Implications for future research and clinical practice
This study has shown that the Cambridge score predicts CVD events reasonably well in the EPIC-Norfolk cohort. Despite having slightly reduced discriminatory ability compared with the Framingham score, there is no need for an individual to attend their general practice for blood testing for calculation of the Cambridge score.

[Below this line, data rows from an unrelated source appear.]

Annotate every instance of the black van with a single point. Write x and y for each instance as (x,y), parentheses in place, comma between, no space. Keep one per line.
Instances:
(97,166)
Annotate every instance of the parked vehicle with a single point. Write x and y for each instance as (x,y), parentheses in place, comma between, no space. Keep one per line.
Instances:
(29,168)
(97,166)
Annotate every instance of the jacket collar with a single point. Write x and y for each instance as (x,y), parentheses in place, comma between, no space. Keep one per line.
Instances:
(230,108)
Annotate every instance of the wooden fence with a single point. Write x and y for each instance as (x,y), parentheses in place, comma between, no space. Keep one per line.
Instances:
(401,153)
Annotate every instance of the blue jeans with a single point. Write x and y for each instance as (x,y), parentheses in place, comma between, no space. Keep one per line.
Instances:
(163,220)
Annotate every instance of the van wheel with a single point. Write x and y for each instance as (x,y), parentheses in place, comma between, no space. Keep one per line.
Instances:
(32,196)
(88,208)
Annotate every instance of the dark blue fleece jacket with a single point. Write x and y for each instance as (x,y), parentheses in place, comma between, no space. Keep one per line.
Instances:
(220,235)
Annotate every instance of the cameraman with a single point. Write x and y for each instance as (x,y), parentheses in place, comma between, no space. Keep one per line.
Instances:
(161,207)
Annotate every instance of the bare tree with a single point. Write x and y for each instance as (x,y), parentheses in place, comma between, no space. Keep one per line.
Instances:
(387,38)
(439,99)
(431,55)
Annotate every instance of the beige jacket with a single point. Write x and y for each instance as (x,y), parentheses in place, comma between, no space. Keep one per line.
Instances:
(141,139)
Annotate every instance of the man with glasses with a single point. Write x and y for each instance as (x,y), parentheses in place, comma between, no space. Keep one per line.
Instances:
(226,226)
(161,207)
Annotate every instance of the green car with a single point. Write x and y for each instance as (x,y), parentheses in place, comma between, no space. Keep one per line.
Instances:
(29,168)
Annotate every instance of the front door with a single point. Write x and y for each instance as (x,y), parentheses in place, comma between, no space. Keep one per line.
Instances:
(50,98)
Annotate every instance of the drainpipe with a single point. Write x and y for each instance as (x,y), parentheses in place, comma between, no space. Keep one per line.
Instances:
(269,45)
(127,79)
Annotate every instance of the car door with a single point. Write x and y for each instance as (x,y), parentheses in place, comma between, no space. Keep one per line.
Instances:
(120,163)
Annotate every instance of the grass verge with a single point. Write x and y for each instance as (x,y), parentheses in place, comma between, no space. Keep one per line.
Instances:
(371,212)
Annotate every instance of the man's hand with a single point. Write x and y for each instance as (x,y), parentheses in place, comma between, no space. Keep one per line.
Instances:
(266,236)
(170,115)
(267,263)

It is reassuring that the exclusion of family history of diabetes, smoking, and BMI did not adversely affect the predictive ability of the Cambridge score, suggesting that it can be used in health systems where data on these variables are not routinely collected. The Cambridge score, therefore, provides an example of a simple risk score using routine data that could be used as a preliminary test in a stepwise population screening procedure for CVD risk in primary care. It may be more practical and cost-effective to pre-select a proportion of the population in which more invasive and expensive screening is feasible, rather than inviting every middle-aged adult without known CVD or related conditions, as proposed in the UK and other countries. Such an approach may also reduce potential adverse effects of screening, such as anxiety and false reassurance.8 However, further evaluation to assess the costs and benefits of alternative screening procedures is needed, as well as the development or refinement of simple scores more specific to CVD risk and the mixed ethnic UK population.25
In summary, a simple risk score using data that are routinely available performed reasonably well at predicting CVD risk in the EPIC-Norfolk cohort. Such a score might, therefore, be used as a pre-stratification screening tool in the UK population.
Notes
Funding body
Funding support was provided by the Medical Research Council, Cancer Research UK, British Heart Foundation, European Union (Europe Against Cancer Programme), Stroke Association, Wellcome Trust, Research into Ageing, and the Academy of Medical Science. Dr Chamnan is supported by a Royal Thai Government scholarship. The sponsors did not participate in: the design or conduct of this study; the collection, management, analysis, or interpretation of data; the writing of the manuscript; the preparation or review of this manuscript; the decision to submit it for publication; or its approval for publication.
Ethical approval
The study was approved by the Norwich District Health Authority Ethics Committee. All participants gave signed informed consent.
Competing interests
The authors have stated that there are none.